Filed 3/8/22 Kern Regional Center v. W.B. CA5

NOT TO BE PUBLISHED IN THE OFFICIAL REPORTS

California Rules of Court, rule 8.1115(a), prohibits courts and parties from citing or relying on opinions not certified for publication or ordered published, except as specified by rule 8.1115(b). This opinion has not been certified for publication or ordered published for purposes of rule 8.1115.

IN THE COURT OF APPEAL OF THE STATE OF CALIFORNIA

FIFTH APPELLATE DISTRICT

KERN REGIONAL CENTER,

Plaintiff and Respondent,

v.

W.B.,

Defendant and Appellant.

F082741

(Super. Ct. No. MI006651-00)

OPINION

THE COURT*

APPEAL from an order of the Superior Court of Kern County. Judith K. Dulcich, Judge.

Rachel Lederman, under appointment by the Court of Appeal, for Defendant and Appellant.

Cynthia J. Zimmer, Kern County District Attorney, and John P. Ohanesian, Deputy District Attorney, for Plaintiff and Respondent.

-ooOoo-

W.B. appeals from an order adjudging him a developmentally disabled person who is a danger to himself and/or others and committing him to the custody of the State Department of Developmental Services at the Kern Regional Center. (Welf. & Inst. Code, § 6500.)[1] He contends that the jury’s findings of dangerousness and serious difficulty controlling his dangerousness due to his developmental disabilities were not supported by substantial evidence. Kern Regional Center disagrees. We affirm.

PROCEDURAL SUMMARY

On September 28, 2020,[2] the Kern County District Attorney filed a petition for commitment of W.B. as “A PERSON WITH A DEVELOPMENTAL DISABILITY” who is a danger to themselves or others (§ 6500, subd. (b)(1)). The petition alleged W.B., “age 34, presents with Mild Intellectual Disability ([intelligence quotient]=46) and Autism Spectrum Disorder. He is diagnosed with Schizoaffective Disorder, Depressive Type. As a child he had learning difficulties, which made him eligible for special education services. … On March 21, 2017[,] [W.B.] was charged with one count [of] … [a]ssault with intent to [c]ommit [r]ape by [f]orce or [f]ear [(Pen.

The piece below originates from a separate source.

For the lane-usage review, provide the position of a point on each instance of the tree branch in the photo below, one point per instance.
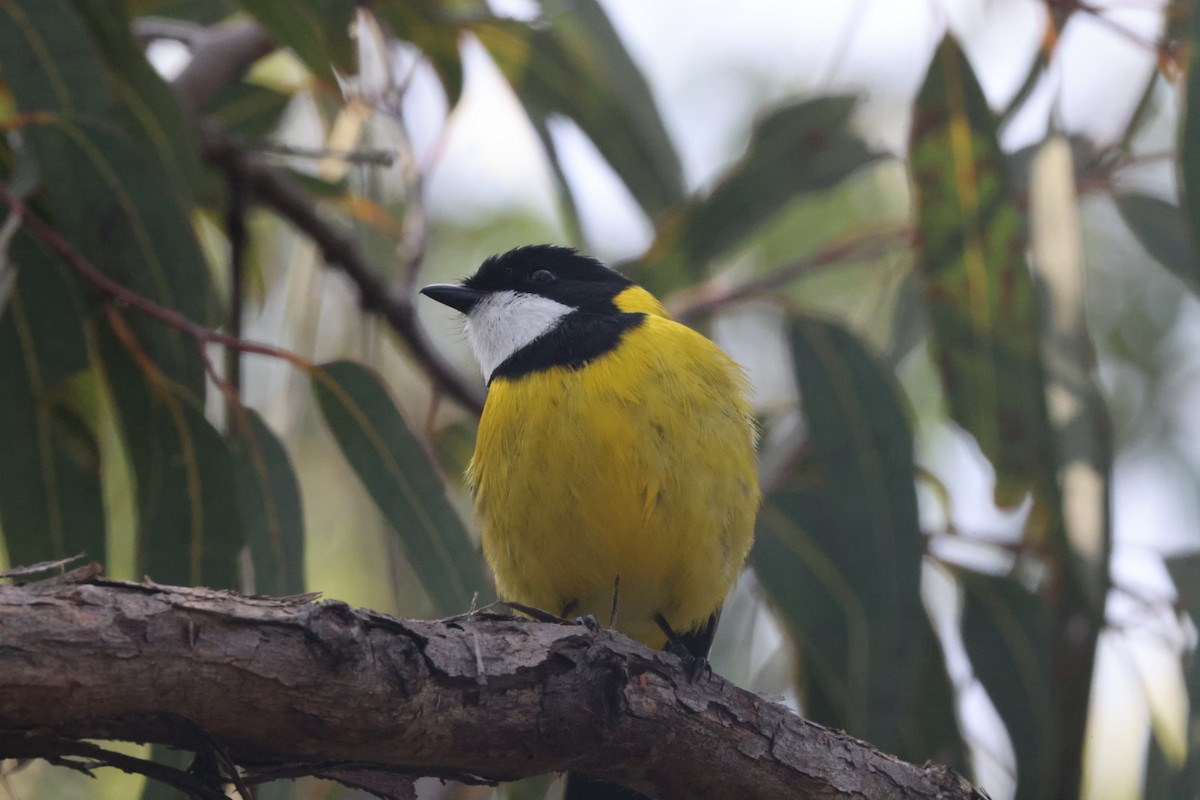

Code, §§ 220, 261, subd. (a)(2))], a [f]elony.” After a forensic psychological evaluation was conducted, W.B. was determined to be incompetent to stand trial and was committed to the Kern Regional Center (Pen. Code, § 1370.1). At the time of the petition, he resided at the Porterville Developmental Center (PDC).

It was previously determined that W.B. was unlikely to become competent any time in the near future and the trial court committed W.B., pursuant to section 6500, as a person with a mental disability who is a danger to themselves or others. The instant petition was filed because the section 6500 commitment was set to expire on November 30.

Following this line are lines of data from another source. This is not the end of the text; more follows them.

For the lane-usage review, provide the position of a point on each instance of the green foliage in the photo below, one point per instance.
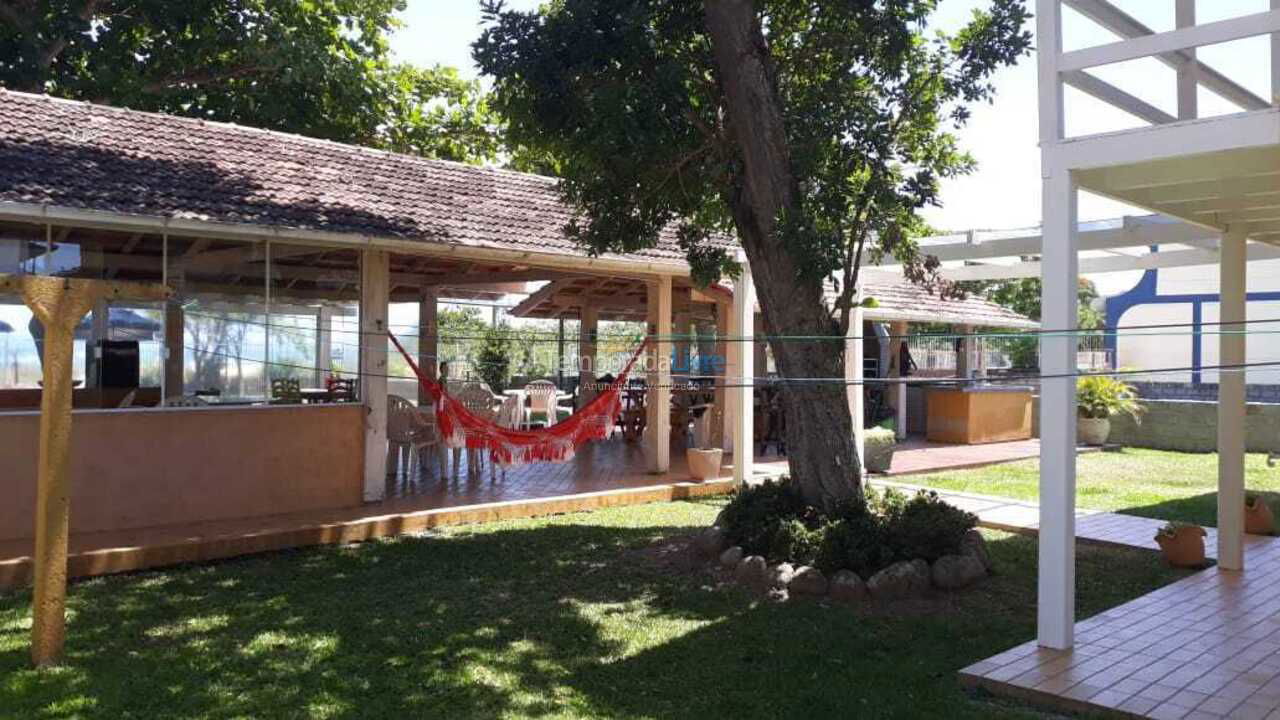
(773, 520)
(1023, 296)
(1104, 396)
(629, 100)
(494, 358)
(319, 68)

The petition alleged examples of W.B.’s maladaptive and dangerous behavior: In July, he struck PDC staff when they attempted to redirect his behavior and he threatened to stab PDC staff if he “d[id] not get his way.” On June 14, he had an angry outburst wherein he swore at staff and threatened to kill some nonspecific person; he threw a trash can toward PDC staff, nearly striking them; and he lunged toward staff with a closed fist telling them that he wanted to fight. On May 4, he told a PDC staff member that he “ ‘should just punch [her] in the face’ ” after she gave him direction. On February 5, W.B. used profanity with a PDC staff member and attempted to spit on her. On January 30, while W.B. was required to wait for a laboratory blood draw, he began to curse at staff and kick surrounding cabinets. He picked up a chair and advanced on staff. He hit the technician station with the chair twice.

As a result of W.B.’s developmental disabilities and his maladaptive and dangerous behavior, a treating psychologist at the PDC opined that W.B.’s “ ‘limited intellectual functioning places him at higher risk for behaviorally acting out without regard for the consequence of his behavior. He continues to require a secure and structured behavior program with a very high-level o[f] supervision and an emphasis on treatment.’ ”

On April 26, 2021, the jury found true that W.B. was a developmentally disabled person who was a danger to himself and/or others, and that his developmental disabilities caused him serious difficulty controlling his dangerous behavior. On the same date, the trial court committed W.B. to the State Department of Developmental Services for one year pursuant to sections 6500 through 6512.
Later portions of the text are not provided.